Discovery & Search

Catalog Architecture

When MetaMCP first connects to a child server, it calls tools/list on that server and caches the result. The catalog maps tool names to their JSON schemas and owning servers.

Cache TTL: 1 hour (CATALOG_TTL_MS = 3_600_000 from src/catalog.ts). After expiry, the next request to that server triggers a fresh tools/list call.

Cleanup interval: Every 5 minutes (CATALOG_CLEANUP_MS = 300_000), the catalog removes entries for servers that are no longer connected.

The catalog is built lazily. Servers that have never been contacted have no catalog entries. When mcp_discover or mcp_provision runs a search, any server not yet in the catalog is spawned, its tools are fetched, and the results are cached.

Keyword Scoring

Every search query is matched against tool names and descriptions using a simple scoring system.

Match Type	Score	Constant
Exact name match	10	`SCORE_EXACT_NAME`
Name contains query	5	`SCORE_NAME_CONTAINS`
Description contains query	2	`SCORE_DESC_CONTAINS`

Matching is case-insensitive. A tool can accumulate points from multiple match types. For example, a tool named take_screenshot with a description containing "screenshot" would score 5 (name contains) + 2 (description contains) = 7 for the query "screenshot".

Results are sorted by score in descending order. The default limit is the top 20 results (DEFAULT_TOP_N).
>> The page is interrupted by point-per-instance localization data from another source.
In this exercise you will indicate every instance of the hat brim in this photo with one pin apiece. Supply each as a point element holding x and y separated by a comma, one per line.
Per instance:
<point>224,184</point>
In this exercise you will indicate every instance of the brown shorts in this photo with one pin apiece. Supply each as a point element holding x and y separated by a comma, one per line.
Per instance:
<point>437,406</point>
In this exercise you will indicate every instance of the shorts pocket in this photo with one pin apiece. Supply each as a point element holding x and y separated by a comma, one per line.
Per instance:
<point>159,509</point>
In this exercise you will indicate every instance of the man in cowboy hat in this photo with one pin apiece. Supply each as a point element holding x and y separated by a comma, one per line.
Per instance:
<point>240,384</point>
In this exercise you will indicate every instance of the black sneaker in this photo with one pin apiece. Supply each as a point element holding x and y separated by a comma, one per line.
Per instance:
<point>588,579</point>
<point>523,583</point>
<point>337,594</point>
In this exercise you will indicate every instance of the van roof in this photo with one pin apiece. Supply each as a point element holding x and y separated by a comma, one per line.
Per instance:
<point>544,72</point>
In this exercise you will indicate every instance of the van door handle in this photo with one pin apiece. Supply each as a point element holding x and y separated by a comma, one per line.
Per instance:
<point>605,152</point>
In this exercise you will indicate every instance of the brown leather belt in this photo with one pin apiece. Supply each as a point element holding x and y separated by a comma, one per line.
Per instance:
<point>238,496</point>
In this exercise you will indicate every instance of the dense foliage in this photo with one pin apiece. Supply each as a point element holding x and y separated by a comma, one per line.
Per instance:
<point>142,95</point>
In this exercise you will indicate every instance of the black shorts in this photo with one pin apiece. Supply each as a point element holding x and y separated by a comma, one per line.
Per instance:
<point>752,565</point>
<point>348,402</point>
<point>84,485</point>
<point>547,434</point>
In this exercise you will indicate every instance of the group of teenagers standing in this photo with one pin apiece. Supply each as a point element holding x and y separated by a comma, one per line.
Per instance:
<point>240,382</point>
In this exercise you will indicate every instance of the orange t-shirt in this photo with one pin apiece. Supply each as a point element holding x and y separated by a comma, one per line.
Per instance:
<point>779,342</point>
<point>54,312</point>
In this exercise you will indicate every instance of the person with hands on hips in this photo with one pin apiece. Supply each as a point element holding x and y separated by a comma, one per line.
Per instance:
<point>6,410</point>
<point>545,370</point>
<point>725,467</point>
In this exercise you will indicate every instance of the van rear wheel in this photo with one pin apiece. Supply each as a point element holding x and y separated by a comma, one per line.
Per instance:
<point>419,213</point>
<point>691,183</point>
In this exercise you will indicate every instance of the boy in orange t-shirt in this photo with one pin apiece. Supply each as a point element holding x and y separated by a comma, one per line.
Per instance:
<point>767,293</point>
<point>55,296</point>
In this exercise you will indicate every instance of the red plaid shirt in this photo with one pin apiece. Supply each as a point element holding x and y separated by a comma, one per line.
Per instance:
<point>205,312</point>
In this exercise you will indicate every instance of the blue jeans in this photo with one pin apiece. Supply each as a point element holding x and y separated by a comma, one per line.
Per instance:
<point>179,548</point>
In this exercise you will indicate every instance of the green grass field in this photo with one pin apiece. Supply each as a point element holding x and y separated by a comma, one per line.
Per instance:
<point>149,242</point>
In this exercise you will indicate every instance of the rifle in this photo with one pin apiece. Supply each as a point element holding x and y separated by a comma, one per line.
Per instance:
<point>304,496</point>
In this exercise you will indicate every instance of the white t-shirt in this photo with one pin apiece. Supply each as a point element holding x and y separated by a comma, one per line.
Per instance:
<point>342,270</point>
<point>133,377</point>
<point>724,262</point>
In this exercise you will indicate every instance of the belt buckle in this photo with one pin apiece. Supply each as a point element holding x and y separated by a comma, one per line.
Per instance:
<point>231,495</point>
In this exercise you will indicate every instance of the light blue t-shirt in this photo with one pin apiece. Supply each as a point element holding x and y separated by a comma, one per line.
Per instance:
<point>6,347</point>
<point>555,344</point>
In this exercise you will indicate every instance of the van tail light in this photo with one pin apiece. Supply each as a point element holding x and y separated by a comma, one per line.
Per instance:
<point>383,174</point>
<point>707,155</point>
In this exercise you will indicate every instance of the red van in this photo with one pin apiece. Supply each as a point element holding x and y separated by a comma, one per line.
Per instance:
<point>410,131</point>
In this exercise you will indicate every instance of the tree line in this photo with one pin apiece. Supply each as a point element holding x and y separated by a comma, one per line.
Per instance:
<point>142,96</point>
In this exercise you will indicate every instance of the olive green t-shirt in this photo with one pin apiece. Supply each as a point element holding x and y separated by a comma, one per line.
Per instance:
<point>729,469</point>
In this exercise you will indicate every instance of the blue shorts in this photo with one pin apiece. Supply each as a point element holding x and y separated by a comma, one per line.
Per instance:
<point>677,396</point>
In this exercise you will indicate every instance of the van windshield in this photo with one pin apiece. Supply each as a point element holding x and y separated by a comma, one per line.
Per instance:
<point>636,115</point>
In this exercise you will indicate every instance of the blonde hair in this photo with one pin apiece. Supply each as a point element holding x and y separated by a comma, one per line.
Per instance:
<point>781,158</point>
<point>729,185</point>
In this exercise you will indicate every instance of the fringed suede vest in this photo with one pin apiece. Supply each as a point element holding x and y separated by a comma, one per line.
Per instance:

Keyword scoring is always available, with no external dependencies.

Semantic Search

When a Voyage AI API key is configured, MetaMCP generates vector embeddings for tool descriptions and enables semantic search.

Configuration: Set either VOYAGE_API_KEY or ANTHROPIC_API_KEY as an environment variable. MetaMCP uses the Voyage AI embedding API.

Model: voyage-3-lite. Embeddings are generated for each tool's description when the catalog is first populated.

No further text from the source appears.